Árvore seca, palavra

"Quem não tem dinheiro não tem palavra", dizia-me já não sei quem. É verdade. Tendo massa, é fácil respeitar o que se diz. Difícil é fazê-lo quando se está à sec de toile.

13.9.22

Casa, dias, vida

Procuro casa, de novo. Quem não me grama diria talvez que procuro vida, mas quem não me grama estaria enganado, se o dissesse. Procuro casa para os meus livros, que são muitos e para os meus dias, que espero poucos e curtos. De vida estou cheio, obrigado. 

Diário de Bordos - Macinaggio, Córsega, França, 13-09-2022

Voltei ao U Culombu (e não Culombo, como escrevi ontem, não tarda corrijo). O jantar foi magnífico, uma espécie de carpaccio mas morno e com as fatias de carne mais grossas. Não consigo perceber porque é que fora de Portugal se pede carne muito mal passada e ela vem muito mal passada e no nosso país vem hiper cozida. Enfim, o nosso vinho é melhor do que o corso, que mais parece uma mistura de vinagre com açúcar mascavado.

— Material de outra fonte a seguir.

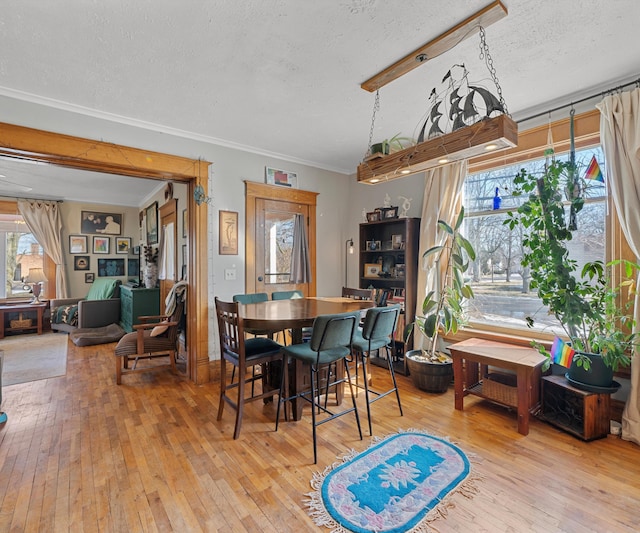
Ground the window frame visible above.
[445,110,635,346]
[0,200,57,303]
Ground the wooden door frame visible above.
[244,181,319,296]
[0,123,211,384]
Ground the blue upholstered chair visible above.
[352,305,402,435]
[276,313,362,464]
[215,298,282,439]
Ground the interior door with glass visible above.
[255,199,309,296]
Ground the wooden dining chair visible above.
[352,305,403,435]
[276,313,362,464]
[215,297,282,439]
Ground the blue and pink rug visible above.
[307,430,476,533]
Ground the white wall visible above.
[0,96,424,353]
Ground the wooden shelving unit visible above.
[359,218,420,375]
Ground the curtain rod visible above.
[518,77,640,124]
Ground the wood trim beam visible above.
[360,0,508,92]
[469,109,600,174]
[0,123,198,181]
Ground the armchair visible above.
[50,278,121,333]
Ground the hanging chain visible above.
[480,26,511,116]
[362,89,380,161]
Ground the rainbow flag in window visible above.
[584,155,604,183]
[551,337,576,368]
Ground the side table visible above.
[449,338,546,435]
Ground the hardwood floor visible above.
[0,334,640,533]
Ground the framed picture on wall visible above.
[80,211,122,235]
[145,202,158,244]
[93,236,109,254]
[73,255,91,270]
[69,235,87,254]
[218,211,238,255]
[98,257,124,277]
[265,167,298,189]
[116,237,131,254]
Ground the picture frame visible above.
[127,257,140,281]
[73,255,91,270]
[265,167,298,189]
[364,263,382,278]
[367,211,380,222]
[145,202,158,244]
[116,237,131,254]
[69,235,87,254]
[98,257,124,278]
[80,211,122,235]
[182,209,189,239]
[381,206,398,220]
[93,235,111,254]
[218,210,238,255]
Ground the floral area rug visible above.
[306,430,477,533]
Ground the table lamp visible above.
[25,268,47,304]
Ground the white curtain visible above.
[18,199,68,298]
[289,213,311,283]
[158,222,176,280]
[413,164,467,349]
[597,89,640,444]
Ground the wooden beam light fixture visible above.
[360,0,508,93]
[357,0,518,184]
[358,115,518,184]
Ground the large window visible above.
[463,147,607,334]
[0,214,44,298]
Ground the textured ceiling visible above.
[0,0,640,204]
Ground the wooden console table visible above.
[0,303,47,339]
[449,339,546,435]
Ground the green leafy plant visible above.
[505,161,640,371]
[371,133,416,155]
[407,208,476,362]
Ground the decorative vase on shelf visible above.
[143,264,158,289]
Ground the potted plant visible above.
[405,208,476,392]
[505,160,639,390]
[371,133,416,155]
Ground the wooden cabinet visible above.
[120,285,160,332]
[542,375,611,440]
[359,218,420,375]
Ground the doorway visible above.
[245,181,318,296]
[0,123,210,384]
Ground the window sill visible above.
[443,327,553,349]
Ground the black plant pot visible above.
[566,353,619,390]
[405,350,453,392]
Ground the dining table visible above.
[239,296,375,420]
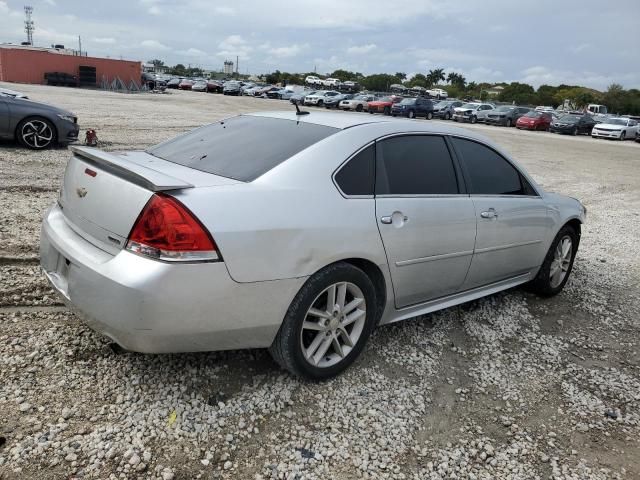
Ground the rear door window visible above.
[376,135,459,195]
[451,137,536,195]
[147,115,340,182]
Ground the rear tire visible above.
[529,225,578,297]
[269,262,377,380]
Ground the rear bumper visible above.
[40,205,306,353]
[591,130,632,140]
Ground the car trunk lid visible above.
[58,146,239,255]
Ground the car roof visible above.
[243,110,493,144]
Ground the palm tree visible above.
[427,68,445,85]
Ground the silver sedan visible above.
[41,112,586,379]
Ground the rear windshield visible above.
[147,115,339,182]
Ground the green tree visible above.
[498,82,536,105]
[427,68,445,87]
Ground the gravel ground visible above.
[0,84,640,480]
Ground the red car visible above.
[367,95,402,115]
[178,78,195,90]
[516,110,553,131]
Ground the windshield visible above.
[604,118,627,127]
[147,115,340,182]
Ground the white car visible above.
[451,102,495,123]
[591,117,638,140]
[304,75,322,85]
[304,90,340,107]
[427,88,449,99]
[338,94,376,112]
[322,78,340,87]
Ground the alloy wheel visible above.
[300,282,367,368]
[20,120,53,148]
[549,235,573,288]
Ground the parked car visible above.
[167,78,182,88]
[516,110,553,130]
[591,117,638,140]
[452,102,494,123]
[304,90,340,107]
[433,100,462,120]
[427,88,449,100]
[485,105,531,127]
[322,78,340,88]
[40,111,586,379]
[289,90,316,105]
[391,97,435,120]
[304,75,322,85]
[207,80,224,93]
[191,80,207,92]
[0,88,29,98]
[338,94,377,112]
[178,78,195,90]
[0,93,80,150]
[222,81,242,95]
[365,95,402,115]
[549,113,596,135]
[324,93,355,108]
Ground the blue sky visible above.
[0,0,640,89]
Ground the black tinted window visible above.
[336,145,375,195]
[376,135,458,195]
[147,115,339,182]
[452,138,535,195]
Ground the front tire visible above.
[269,262,377,380]
[16,117,57,150]
[530,225,578,297]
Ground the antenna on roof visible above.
[294,103,309,115]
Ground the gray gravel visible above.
[0,84,640,480]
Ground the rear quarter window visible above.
[147,115,340,182]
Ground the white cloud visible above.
[347,43,378,55]
[91,37,116,45]
[269,44,309,58]
[140,40,169,50]
[213,6,236,16]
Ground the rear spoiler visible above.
[69,145,194,192]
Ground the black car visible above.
[0,93,80,150]
[324,93,355,108]
[433,100,462,120]
[391,97,436,120]
[549,113,598,135]
[484,105,531,127]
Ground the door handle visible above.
[480,208,498,219]
[380,211,409,227]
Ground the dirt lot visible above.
[0,84,640,480]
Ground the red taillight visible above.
[127,193,220,262]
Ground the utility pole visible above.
[24,5,35,45]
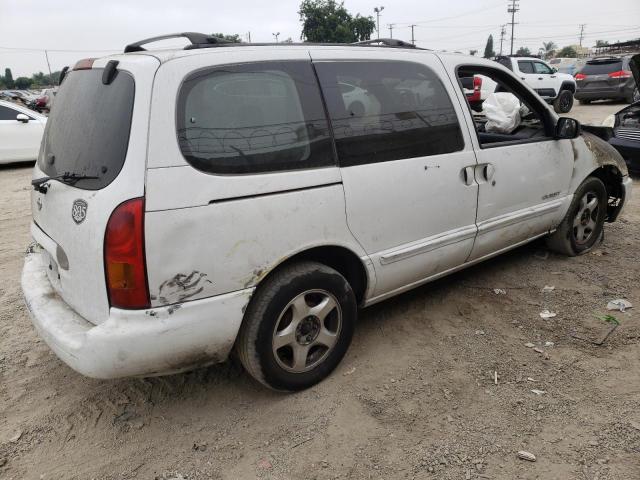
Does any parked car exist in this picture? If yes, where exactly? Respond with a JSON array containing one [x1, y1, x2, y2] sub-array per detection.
[[22, 33, 631, 391], [496, 56, 576, 113], [549, 57, 586, 76], [0, 100, 47, 164], [603, 55, 640, 173], [576, 56, 640, 105]]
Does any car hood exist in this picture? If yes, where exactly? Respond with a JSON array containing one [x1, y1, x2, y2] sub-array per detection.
[[629, 53, 640, 88]]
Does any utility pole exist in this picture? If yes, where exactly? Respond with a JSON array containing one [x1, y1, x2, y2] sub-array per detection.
[[44, 50, 53, 85], [580, 23, 587, 46], [500, 24, 507, 56], [507, 0, 520, 55], [373, 7, 384, 38]]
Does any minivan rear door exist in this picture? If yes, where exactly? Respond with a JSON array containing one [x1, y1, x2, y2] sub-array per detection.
[[31, 55, 159, 324]]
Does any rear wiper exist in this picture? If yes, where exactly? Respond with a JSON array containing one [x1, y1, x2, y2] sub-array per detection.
[[31, 172, 99, 193]]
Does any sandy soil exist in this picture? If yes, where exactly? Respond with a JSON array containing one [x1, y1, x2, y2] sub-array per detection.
[[0, 104, 640, 480]]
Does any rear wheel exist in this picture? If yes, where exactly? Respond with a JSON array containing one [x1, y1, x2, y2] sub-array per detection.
[[547, 177, 607, 257], [553, 90, 573, 113], [236, 261, 357, 391]]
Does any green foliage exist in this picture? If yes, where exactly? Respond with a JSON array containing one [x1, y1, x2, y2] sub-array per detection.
[[2, 68, 16, 88], [15, 77, 33, 90], [298, 0, 376, 43], [211, 33, 242, 43], [556, 47, 578, 58], [484, 35, 496, 58]]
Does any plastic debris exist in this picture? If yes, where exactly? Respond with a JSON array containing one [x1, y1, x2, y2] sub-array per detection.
[[607, 298, 633, 312], [518, 450, 536, 462]]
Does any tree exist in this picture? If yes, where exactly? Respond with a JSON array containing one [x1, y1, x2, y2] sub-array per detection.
[[15, 77, 33, 90], [211, 33, 242, 43], [484, 35, 496, 58], [542, 41, 558, 58], [556, 46, 578, 58], [298, 0, 376, 43], [2, 68, 16, 88]]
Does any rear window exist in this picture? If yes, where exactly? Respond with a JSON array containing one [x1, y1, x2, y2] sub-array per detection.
[[177, 61, 335, 174], [580, 60, 622, 75], [38, 69, 135, 190]]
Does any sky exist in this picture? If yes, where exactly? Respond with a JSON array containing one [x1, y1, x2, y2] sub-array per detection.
[[0, 0, 640, 78]]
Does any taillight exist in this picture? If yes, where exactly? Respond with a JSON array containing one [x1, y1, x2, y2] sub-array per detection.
[[609, 70, 633, 78], [104, 198, 150, 308]]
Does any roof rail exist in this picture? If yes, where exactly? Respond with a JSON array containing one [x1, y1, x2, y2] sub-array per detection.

Mas a parte interessante do jantar não foi essa. Foi ficar a saber pelo dono lui-même que é casado com uma senhora portuguesa de Braga e que no fim do Verão fecha o restaurante e vai para Portugal, onde passa seis meses por ano. Acha aquilo "muito melhor, mais aberto, apesar de ser corso". Confesso que concordo com o homem. As sociedades mediterrânicas não são um modelo de abertura, por um lado; por outro, se há coisa de que gosto em Portugal é da nossa tolerância, do nosso laisser-faire. Bastante erodidos, é verdade (a modernidade tem o dom da ubiquidade), mas o que sobra chega para dar cartas.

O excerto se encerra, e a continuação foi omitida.